# First steelhead!



## musclebeach22 (Feb 15, 2012)

Landed my first steelhead today on a fly rod! Great way to break in my virgin 9' 6wt St. Croix. I think I like this new fly fishing thing. The best part about it all was that I caught it on a white rabbit strip streamer that I tied this morning!

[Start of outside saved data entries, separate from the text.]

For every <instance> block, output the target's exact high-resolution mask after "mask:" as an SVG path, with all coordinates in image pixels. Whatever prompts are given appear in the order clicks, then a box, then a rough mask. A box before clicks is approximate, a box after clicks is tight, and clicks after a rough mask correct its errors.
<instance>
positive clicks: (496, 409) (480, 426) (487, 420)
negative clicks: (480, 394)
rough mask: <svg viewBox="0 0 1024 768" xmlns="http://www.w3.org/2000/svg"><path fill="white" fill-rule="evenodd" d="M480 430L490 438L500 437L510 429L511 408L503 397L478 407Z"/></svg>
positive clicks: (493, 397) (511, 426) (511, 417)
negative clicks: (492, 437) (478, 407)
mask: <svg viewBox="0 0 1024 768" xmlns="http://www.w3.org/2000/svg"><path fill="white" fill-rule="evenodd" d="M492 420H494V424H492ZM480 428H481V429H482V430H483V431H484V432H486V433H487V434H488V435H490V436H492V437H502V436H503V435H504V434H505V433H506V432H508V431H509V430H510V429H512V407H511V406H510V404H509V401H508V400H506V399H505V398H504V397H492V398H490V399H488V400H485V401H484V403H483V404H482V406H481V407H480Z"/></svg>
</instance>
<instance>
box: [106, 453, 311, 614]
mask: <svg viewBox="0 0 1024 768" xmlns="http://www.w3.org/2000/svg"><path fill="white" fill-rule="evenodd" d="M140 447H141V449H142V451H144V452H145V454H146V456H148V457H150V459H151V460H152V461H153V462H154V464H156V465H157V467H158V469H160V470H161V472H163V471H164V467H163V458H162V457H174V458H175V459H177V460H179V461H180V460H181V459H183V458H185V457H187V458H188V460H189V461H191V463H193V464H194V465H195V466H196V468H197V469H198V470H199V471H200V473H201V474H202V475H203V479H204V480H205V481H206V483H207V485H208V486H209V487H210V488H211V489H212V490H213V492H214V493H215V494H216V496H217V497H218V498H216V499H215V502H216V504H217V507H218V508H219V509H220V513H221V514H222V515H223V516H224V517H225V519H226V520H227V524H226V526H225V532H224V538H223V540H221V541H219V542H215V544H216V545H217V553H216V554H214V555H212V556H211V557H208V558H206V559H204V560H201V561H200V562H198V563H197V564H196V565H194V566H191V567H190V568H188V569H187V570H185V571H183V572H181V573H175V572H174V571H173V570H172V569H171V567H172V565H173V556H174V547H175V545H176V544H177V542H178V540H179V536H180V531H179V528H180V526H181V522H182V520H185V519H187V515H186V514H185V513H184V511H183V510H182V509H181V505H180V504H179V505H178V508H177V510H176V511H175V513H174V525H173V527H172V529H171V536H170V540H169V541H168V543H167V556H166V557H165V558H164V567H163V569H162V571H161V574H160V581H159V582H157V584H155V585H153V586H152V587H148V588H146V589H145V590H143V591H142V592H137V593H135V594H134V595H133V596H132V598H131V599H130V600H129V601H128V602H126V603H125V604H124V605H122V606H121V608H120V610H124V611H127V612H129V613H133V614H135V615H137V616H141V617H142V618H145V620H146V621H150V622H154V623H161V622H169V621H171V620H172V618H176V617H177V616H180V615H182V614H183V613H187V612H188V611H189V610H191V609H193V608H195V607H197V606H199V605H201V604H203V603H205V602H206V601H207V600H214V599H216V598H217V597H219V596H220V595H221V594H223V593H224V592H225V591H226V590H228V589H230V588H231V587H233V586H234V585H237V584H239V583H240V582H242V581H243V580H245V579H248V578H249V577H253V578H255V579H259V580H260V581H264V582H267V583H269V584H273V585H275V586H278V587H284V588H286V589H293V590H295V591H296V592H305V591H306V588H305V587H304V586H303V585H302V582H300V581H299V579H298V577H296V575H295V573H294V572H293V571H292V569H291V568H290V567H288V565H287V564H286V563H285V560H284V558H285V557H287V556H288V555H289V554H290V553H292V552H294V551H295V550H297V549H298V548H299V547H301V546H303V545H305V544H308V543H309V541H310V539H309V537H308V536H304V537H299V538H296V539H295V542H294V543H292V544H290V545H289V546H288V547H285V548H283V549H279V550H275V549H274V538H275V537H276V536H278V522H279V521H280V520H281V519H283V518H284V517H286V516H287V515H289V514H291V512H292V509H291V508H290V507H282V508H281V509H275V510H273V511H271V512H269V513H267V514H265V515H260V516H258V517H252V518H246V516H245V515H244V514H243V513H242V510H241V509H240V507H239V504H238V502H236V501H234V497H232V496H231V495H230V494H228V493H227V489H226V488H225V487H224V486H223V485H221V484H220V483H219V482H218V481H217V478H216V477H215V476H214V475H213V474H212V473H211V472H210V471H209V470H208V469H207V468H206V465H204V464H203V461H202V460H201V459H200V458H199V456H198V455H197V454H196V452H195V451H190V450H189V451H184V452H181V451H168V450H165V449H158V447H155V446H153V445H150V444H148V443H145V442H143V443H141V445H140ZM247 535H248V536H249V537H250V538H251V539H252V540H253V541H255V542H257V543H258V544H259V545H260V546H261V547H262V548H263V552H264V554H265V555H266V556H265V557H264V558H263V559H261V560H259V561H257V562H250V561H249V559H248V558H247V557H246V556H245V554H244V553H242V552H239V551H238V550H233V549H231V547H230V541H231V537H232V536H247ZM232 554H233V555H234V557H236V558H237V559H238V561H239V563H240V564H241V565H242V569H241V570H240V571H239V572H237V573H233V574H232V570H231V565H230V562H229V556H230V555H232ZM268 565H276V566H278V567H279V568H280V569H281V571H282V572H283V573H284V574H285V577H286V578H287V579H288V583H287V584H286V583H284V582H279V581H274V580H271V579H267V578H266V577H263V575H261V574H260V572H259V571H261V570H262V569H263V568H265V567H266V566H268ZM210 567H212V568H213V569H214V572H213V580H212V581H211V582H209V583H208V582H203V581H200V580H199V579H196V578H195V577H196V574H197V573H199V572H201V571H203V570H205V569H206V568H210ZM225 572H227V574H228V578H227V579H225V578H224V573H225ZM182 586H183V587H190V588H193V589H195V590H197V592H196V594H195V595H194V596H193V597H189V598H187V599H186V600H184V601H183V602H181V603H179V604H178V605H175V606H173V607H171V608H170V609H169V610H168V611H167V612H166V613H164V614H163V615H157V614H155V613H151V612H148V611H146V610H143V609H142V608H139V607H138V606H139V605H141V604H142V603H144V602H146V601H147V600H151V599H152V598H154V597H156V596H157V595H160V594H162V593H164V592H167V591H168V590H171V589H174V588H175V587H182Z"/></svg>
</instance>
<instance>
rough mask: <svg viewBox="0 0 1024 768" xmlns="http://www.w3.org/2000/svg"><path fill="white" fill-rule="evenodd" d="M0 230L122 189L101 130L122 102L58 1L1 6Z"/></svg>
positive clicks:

posted using Outdoor Hub Campfire


----------



## floater99 (May 21, 2010)

Great job,even better on a homemade fly.


----------



## ARReflections (Jan 7, 2011)

Congrats. Fly fishing is fun especially on a homemade fly.


----------



## flytyer (Jan 3, 2005)

Good job! Steelhead are a blast and when you catch them on a fly you tied yourself it makes it even sweeter!


----------



## musclebeach22 (Feb 15, 2012)

Forgot to give the length...25 1/4 inches

posted using Outdoor Hub Campfire


----------



## Wbranch (Feb 26, 2013)

Well now you will be hooked for life as steelhead have a way of getting you addicted to them. Your life will never be the same! Welcome to the club.


----------



## creekcrawler (Oct 5, 2004)

Very Nice! Congrats.


----------



## ejsell (May 3, 2012)

Great fish. I caught my first steelhead in the fall with a fly rod and I've got to say it was my all time favorite catch.


----------



## fishinnick (Feb 19, 2011)

Congrats on your first fly rod steelie! I still remember my first one like it was yesterday, it was a magical moment.


----------



## Flathead76 (May 2, 2010)

Nice fish. I can remember my first steelhead that I caught in the Chagrin River below Todd Field like it was yesterday. That was 20 years ago.


----------



## rickerd (Jul 16, 2008)

Sorry to hear you got caught. 
I got caught 15 years ago and I haven't been the same since.

By the way, check out my items for sale in the marketplace;
Wife, Kids, House, Golf Clubs, I'm selling it all for my next Steelhead.

All I need is the gear, car, camper and a dream of another Steelhead.

Enjoy the trip!


----------